Enfin une bonne nouvelle !


C'était notre avant-dernier message, publié sur ce site il y a plus d'un an: après avoir fait tout ce que nous pouvions pour convaincre, il ne nous restait plus qu'à attendre que les idées fassent leur chemin.

Notre attente a été longue. Mais elle n'a pas été vaine. Les choses commencent à bouger. Un des économistes français les plus en vue, Patrick Artus, a publié le 2 décembre un article dans lequel il adopte notre manière de raisonner.

Nous vous conseillons de lire ce papier. Reprenant la thèse que j'ai présentée pour la première fois le 16 septembre 2008 au CGEDD sur l'étroite liaison qui existe entre déficits extérieurs des pays et dettes internes de leurs agents, M. Patrick Artus explique de manière très claire les crises grecques, irlandaises … et celles qui vont suivre.

M. Patrick Artus est professeur d'économie à l'Ecole Polytechnique, professeur associé à l'université Paris I-Sorbonne, membre du Conseil d'Analyse Economique et du Cercle des Economistes, Directeur de la Recherche et des Etudes Economiques de Natixis.

Certes, M. Patrick Artus n'est pas infaillible. Il a même émis un certain nombre de pronostics qui se sont révélés clairement faux. Mais il est très loin d'être le seul. Car dans leur quasi-totalité, nos économistes, nos hauts fonctionnaires et donc nos hommes politiques s'appuient sur une théorie économique qui date de plus de trente ans et n'est plus du tout adaptée à la situation actuelle, notamment à notre adoption de l'euro.

M. Artus a une qualité qui est malheureusement devenue rare dans notre pays, où prospèrent les perroquets: il a gardé une attitude scientifique. Le scientifique n'est pas celui qui croit avoir raison. C'est presque le contraire. C'est celui qui utilise une théorie, dont il connaît les fondements et les limites, et en développe inlassablement les implications.

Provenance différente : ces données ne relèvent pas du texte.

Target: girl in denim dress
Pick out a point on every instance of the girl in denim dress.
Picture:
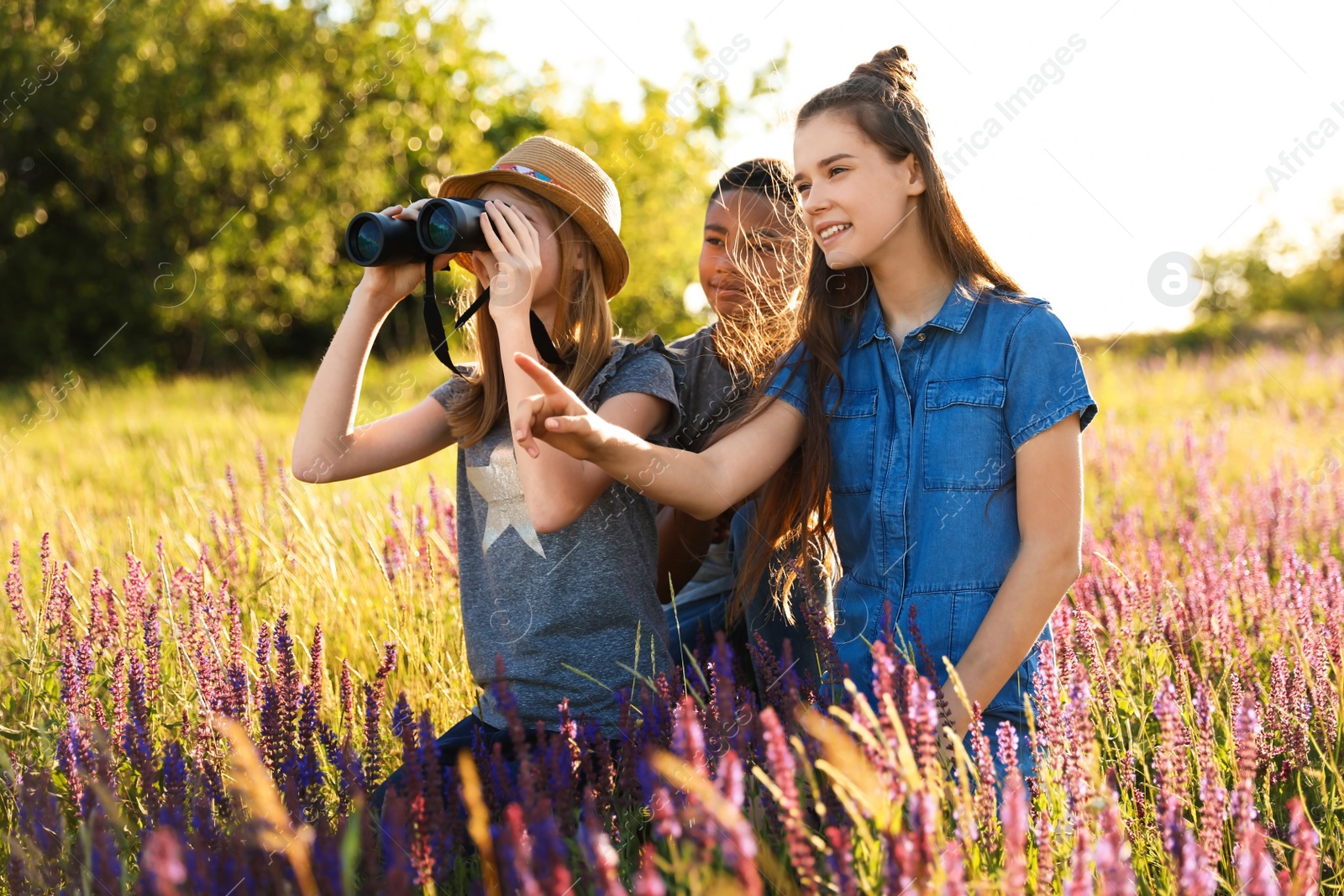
(931, 418)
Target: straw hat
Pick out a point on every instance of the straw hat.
(571, 181)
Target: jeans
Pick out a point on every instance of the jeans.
(450, 743)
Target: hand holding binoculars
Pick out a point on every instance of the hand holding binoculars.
(443, 226)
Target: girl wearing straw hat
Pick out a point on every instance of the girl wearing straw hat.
(557, 559)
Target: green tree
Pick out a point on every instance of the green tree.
(1253, 280)
(176, 177)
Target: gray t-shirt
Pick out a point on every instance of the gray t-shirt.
(710, 396)
(575, 597)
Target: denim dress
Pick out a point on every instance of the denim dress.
(922, 446)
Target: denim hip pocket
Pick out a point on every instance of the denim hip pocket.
(853, 432)
(969, 610)
(965, 443)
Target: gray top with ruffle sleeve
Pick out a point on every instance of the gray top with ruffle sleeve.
(564, 607)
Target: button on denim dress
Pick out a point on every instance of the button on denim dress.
(922, 458)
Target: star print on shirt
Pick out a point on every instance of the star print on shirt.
(503, 492)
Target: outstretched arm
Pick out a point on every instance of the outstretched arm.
(703, 484)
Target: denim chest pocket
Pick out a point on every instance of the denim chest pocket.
(853, 432)
(965, 443)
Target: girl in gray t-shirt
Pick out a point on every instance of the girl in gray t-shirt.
(557, 558)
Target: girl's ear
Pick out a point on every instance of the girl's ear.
(917, 181)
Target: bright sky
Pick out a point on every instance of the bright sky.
(1153, 137)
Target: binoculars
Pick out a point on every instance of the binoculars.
(444, 226)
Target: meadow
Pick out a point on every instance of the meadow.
(168, 574)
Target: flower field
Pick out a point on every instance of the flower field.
(212, 665)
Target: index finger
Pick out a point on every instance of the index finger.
(548, 380)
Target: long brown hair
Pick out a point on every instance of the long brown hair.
(793, 506)
(582, 329)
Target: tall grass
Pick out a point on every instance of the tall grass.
(168, 577)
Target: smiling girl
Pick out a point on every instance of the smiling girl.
(753, 257)
(937, 411)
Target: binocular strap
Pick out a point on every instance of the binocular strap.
(438, 340)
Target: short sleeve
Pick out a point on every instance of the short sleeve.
(1046, 380)
(450, 391)
(651, 369)
(795, 391)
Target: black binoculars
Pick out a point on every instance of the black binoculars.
(444, 226)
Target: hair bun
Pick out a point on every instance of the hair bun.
(893, 66)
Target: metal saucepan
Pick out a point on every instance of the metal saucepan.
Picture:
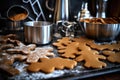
(38, 32)
(101, 32)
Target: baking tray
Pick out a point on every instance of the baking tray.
(79, 72)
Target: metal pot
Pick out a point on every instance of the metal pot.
(101, 32)
(38, 32)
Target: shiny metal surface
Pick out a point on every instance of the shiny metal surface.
(61, 10)
(101, 32)
(38, 32)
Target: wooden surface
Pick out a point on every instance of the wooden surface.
(111, 76)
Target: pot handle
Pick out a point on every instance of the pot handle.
(46, 4)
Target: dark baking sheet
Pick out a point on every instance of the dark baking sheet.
(79, 72)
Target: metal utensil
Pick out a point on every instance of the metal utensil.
(38, 32)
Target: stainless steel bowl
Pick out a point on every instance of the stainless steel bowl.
(101, 32)
(38, 32)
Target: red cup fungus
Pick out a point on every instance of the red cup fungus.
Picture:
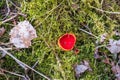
(67, 41)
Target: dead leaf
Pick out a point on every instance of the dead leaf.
(22, 34)
(114, 46)
(2, 31)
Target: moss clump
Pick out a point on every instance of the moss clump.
(52, 18)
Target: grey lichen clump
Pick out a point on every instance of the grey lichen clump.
(22, 34)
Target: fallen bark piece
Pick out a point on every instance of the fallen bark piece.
(22, 34)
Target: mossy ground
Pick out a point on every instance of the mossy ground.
(51, 19)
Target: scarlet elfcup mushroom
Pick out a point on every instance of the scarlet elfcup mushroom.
(67, 41)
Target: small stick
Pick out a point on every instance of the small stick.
(18, 61)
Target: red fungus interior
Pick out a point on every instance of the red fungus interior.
(67, 41)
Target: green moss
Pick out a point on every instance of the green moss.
(51, 19)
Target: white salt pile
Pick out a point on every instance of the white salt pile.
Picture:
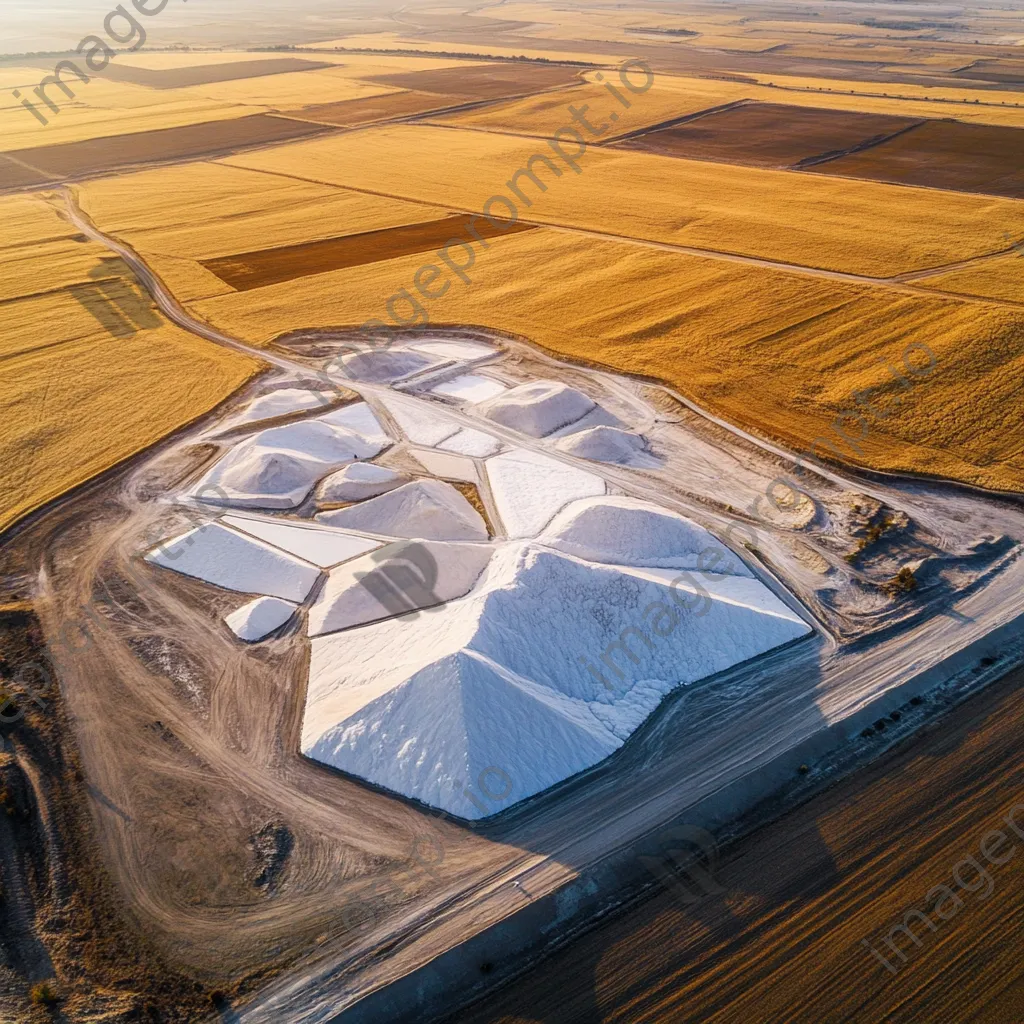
(428, 509)
(529, 487)
(543, 670)
(539, 408)
(225, 558)
(604, 443)
(630, 531)
(254, 621)
(357, 481)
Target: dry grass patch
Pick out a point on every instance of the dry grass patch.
(777, 352)
(805, 219)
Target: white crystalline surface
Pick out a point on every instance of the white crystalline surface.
(420, 423)
(466, 350)
(255, 620)
(428, 509)
(630, 531)
(358, 418)
(318, 545)
(276, 468)
(542, 671)
(472, 442)
(387, 365)
(539, 408)
(603, 443)
(358, 480)
(225, 558)
(393, 582)
(470, 387)
(530, 487)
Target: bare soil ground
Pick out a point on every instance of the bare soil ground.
(482, 82)
(783, 941)
(61, 920)
(770, 135)
(352, 113)
(270, 266)
(177, 78)
(944, 155)
(96, 155)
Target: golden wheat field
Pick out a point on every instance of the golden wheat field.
(92, 372)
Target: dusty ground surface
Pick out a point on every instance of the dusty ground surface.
(783, 941)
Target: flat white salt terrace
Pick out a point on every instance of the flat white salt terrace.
(529, 488)
(258, 619)
(321, 546)
(225, 558)
(470, 387)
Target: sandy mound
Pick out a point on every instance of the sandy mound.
(630, 531)
(395, 581)
(604, 443)
(382, 366)
(255, 620)
(358, 481)
(428, 509)
(231, 560)
(539, 408)
(543, 670)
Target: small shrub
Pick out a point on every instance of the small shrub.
(44, 994)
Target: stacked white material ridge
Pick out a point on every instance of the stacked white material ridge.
(604, 443)
(358, 481)
(543, 670)
(428, 509)
(394, 581)
(276, 468)
(630, 531)
(539, 408)
(254, 621)
(225, 558)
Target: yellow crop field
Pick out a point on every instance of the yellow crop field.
(670, 96)
(89, 381)
(778, 352)
(235, 210)
(810, 220)
(1001, 278)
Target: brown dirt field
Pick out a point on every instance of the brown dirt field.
(783, 942)
(271, 266)
(483, 81)
(769, 134)
(13, 175)
(944, 155)
(178, 78)
(62, 920)
(97, 155)
(352, 113)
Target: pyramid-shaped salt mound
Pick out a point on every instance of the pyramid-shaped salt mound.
(544, 669)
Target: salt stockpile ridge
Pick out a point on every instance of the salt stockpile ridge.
(235, 561)
(409, 578)
(431, 510)
(357, 481)
(604, 443)
(630, 531)
(257, 619)
(544, 669)
(539, 408)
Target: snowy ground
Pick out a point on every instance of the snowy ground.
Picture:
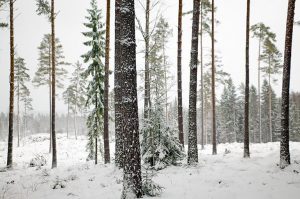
(226, 176)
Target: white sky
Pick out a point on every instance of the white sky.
(230, 33)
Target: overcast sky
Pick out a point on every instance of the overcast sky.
(230, 34)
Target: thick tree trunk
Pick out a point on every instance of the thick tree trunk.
(284, 143)
(214, 130)
(192, 136)
(106, 86)
(202, 82)
(147, 70)
(54, 156)
(132, 181)
(11, 88)
(117, 88)
(246, 133)
(179, 75)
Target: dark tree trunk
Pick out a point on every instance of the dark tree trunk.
(106, 86)
(192, 136)
(147, 72)
(284, 143)
(246, 133)
(117, 87)
(202, 82)
(179, 75)
(214, 130)
(54, 156)
(11, 89)
(132, 181)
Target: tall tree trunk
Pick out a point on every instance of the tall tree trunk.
(179, 75)
(106, 86)
(132, 181)
(284, 143)
(202, 86)
(11, 88)
(18, 106)
(192, 136)
(270, 108)
(147, 70)
(214, 130)
(50, 97)
(117, 88)
(54, 156)
(258, 87)
(246, 133)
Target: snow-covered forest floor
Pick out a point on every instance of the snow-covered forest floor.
(226, 175)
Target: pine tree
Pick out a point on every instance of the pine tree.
(21, 77)
(284, 143)
(78, 85)
(160, 147)
(272, 57)
(106, 86)
(11, 87)
(192, 134)
(43, 75)
(95, 73)
(48, 9)
(228, 111)
(253, 115)
(261, 32)
(132, 180)
(179, 74)
(246, 132)
(118, 81)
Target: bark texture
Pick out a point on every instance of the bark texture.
(192, 136)
(284, 143)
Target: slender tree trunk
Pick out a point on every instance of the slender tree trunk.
(68, 119)
(132, 180)
(179, 75)
(106, 87)
(246, 133)
(18, 106)
(202, 82)
(192, 136)
(11, 88)
(50, 97)
(54, 156)
(258, 87)
(270, 109)
(147, 70)
(284, 143)
(117, 88)
(214, 130)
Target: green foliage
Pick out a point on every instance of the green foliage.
(43, 74)
(95, 74)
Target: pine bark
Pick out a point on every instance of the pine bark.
(11, 88)
(54, 155)
(202, 82)
(192, 136)
(179, 74)
(132, 181)
(284, 143)
(106, 86)
(119, 144)
(246, 133)
(214, 130)
(147, 70)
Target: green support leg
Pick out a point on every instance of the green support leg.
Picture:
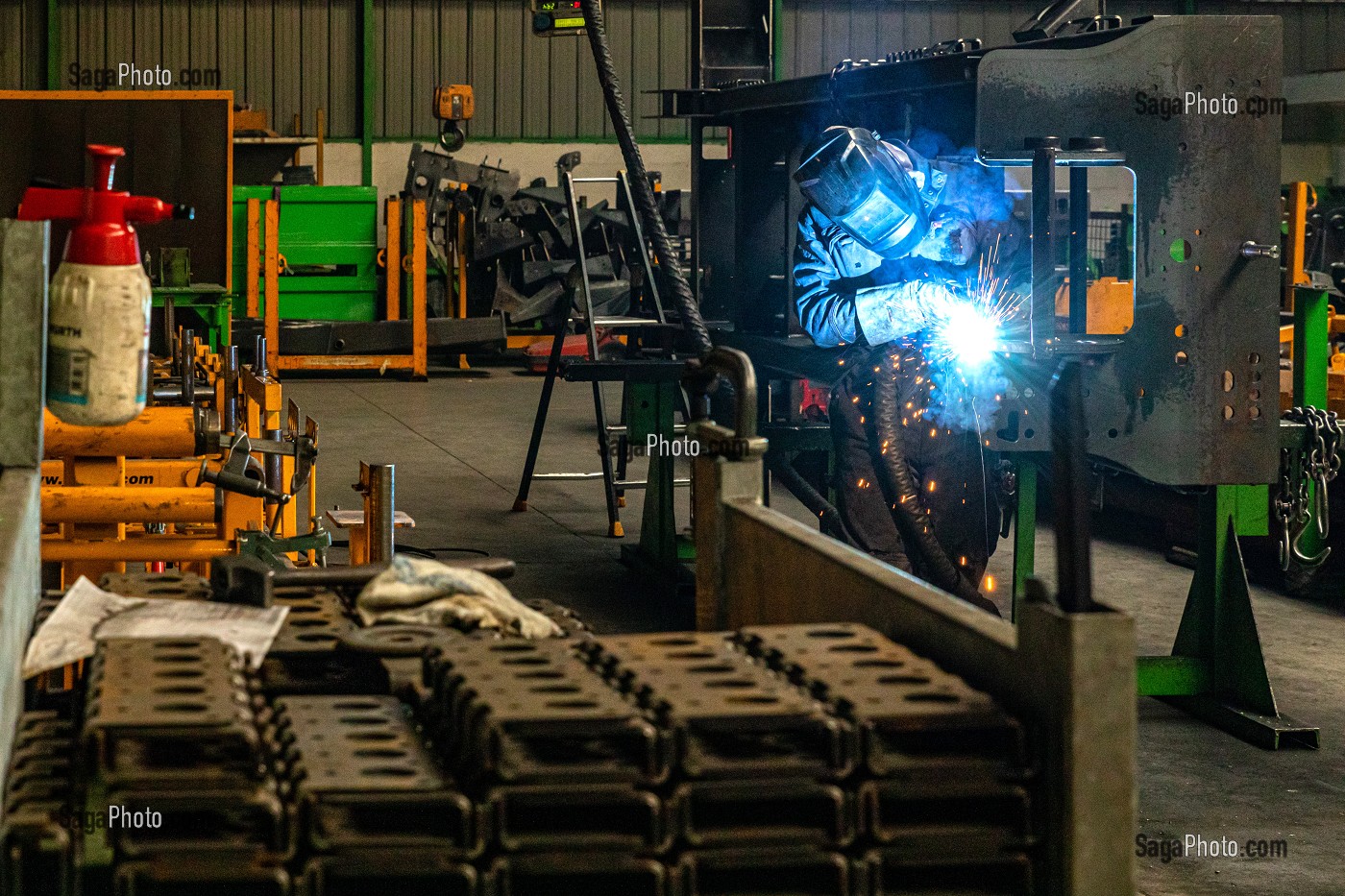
(369, 86)
(1217, 671)
(651, 410)
(1024, 532)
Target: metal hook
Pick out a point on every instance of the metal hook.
(1304, 559)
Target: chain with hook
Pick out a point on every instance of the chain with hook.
(1317, 465)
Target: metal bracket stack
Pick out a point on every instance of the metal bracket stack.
(810, 759)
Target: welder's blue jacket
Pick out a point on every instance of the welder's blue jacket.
(846, 294)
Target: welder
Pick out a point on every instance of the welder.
(877, 240)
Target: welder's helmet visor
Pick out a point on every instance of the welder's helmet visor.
(858, 183)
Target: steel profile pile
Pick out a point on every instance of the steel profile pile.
(942, 781)
(564, 767)
(793, 759)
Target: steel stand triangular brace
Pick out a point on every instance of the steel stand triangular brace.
(1217, 671)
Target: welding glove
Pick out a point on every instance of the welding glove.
(421, 591)
(897, 309)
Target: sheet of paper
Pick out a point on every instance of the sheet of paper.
(87, 614)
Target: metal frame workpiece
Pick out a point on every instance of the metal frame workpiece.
(1071, 677)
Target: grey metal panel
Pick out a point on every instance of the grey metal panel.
(836, 34)
(312, 61)
(231, 39)
(118, 26)
(202, 37)
(392, 62)
(565, 60)
(258, 85)
(591, 114)
(674, 67)
(480, 61)
(343, 70)
(11, 47)
(535, 101)
(1189, 370)
(286, 66)
(452, 42)
(23, 302)
(177, 39)
(24, 247)
(424, 67)
(145, 30)
(508, 67)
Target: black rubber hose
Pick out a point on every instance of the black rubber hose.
(829, 519)
(914, 522)
(672, 280)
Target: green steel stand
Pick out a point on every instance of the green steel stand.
(1217, 671)
(662, 552)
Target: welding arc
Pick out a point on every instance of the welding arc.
(917, 526)
(672, 280)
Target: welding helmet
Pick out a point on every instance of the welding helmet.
(878, 193)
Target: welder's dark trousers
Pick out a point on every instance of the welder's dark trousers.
(945, 463)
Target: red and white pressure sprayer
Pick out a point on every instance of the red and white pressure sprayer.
(98, 322)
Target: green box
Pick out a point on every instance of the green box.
(329, 238)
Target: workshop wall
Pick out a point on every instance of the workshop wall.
(293, 56)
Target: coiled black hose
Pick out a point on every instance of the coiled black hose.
(829, 519)
(672, 280)
(914, 522)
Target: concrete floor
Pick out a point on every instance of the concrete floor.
(459, 444)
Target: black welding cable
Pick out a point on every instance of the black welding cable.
(914, 522)
(672, 280)
(829, 517)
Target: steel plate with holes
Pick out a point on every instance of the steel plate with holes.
(315, 621)
(592, 817)
(730, 714)
(356, 742)
(165, 586)
(793, 811)
(158, 685)
(365, 779)
(533, 711)
(396, 641)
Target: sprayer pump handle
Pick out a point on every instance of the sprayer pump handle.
(104, 160)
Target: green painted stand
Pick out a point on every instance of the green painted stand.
(1217, 671)
(662, 552)
(205, 301)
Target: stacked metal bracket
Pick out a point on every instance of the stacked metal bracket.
(794, 759)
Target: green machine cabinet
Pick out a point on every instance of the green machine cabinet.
(329, 244)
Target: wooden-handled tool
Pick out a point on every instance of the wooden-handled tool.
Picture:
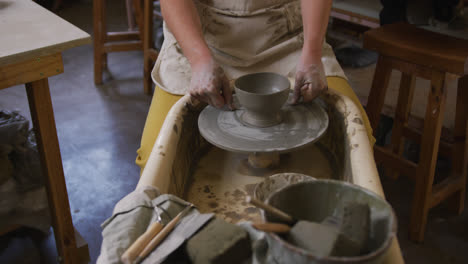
(272, 210)
(272, 227)
(135, 249)
(161, 235)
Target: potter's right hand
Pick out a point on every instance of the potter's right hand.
(209, 84)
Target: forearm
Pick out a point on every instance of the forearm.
(182, 19)
(315, 15)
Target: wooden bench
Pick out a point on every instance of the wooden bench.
(142, 39)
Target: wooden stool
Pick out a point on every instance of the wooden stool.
(421, 53)
(142, 39)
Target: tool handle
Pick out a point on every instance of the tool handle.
(160, 237)
(134, 250)
(272, 227)
(272, 210)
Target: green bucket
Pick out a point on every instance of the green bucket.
(316, 200)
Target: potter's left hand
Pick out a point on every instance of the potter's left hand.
(310, 79)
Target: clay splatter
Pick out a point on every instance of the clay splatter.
(233, 215)
(250, 210)
(249, 188)
(213, 204)
(357, 120)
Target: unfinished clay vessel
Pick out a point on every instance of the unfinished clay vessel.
(262, 95)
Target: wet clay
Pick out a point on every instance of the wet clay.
(262, 95)
(219, 242)
(302, 125)
(221, 181)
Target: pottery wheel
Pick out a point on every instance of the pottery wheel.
(302, 125)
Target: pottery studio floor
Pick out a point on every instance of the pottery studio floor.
(99, 129)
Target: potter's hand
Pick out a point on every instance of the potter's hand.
(310, 80)
(209, 84)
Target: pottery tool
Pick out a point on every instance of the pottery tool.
(335, 236)
(264, 122)
(135, 249)
(162, 234)
(272, 227)
(272, 210)
(219, 242)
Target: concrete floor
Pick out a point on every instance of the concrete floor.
(99, 129)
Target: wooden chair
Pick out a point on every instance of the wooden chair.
(141, 39)
(417, 52)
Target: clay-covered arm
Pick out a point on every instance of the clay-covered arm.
(208, 78)
(310, 75)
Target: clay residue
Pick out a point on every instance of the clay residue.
(251, 210)
(233, 215)
(238, 195)
(213, 205)
(357, 120)
(249, 188)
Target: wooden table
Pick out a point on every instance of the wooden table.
(32, 39)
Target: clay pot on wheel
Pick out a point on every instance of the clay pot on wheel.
(262, 95)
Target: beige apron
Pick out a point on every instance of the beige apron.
(244, 36)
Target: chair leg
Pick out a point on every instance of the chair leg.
(100, 58)
(403, 109)
(460, 159)
(148, 43)
(428, 157)
(376, 97)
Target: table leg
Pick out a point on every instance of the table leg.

Quand il découvre que ces implications ne sont pas conformes à la réalité, il remet en cause sa théorie pour l'améliorer. C'est ainsi que s'est développé l'essentiel du savoir de l'humanité. Par l'humilité dans la quête de la vérité. Et c'est ce que vient de faire M. Artus.

Il sera néanmoins très critiqué. Car, on va bientôt s'en apercevoir, cette nouvelle manière de raisonner met à terre les propos péremptoires tenus depuis trente ans par nos élites. Or, si le scientifique s'enrichit des faits qui le contredisent, le bonimenteur doit paraître infaillible pour ne pas se retrouver nu.

Si je pouvais me le permettre, je conseillerais donc à M. Artus de consacrer un prochain article à expliquer la crise dite des subprimes de la même manière, par la relation entre les déficits extérieurs et l'endettement des ménages.

Il prendra ainsi les devants sur les critiques qui ne vont pas manquer de resurgir. Et il montrera que cette nouvelle manière de raisonner permettra d'éviter bien des erreurs à l'avenir.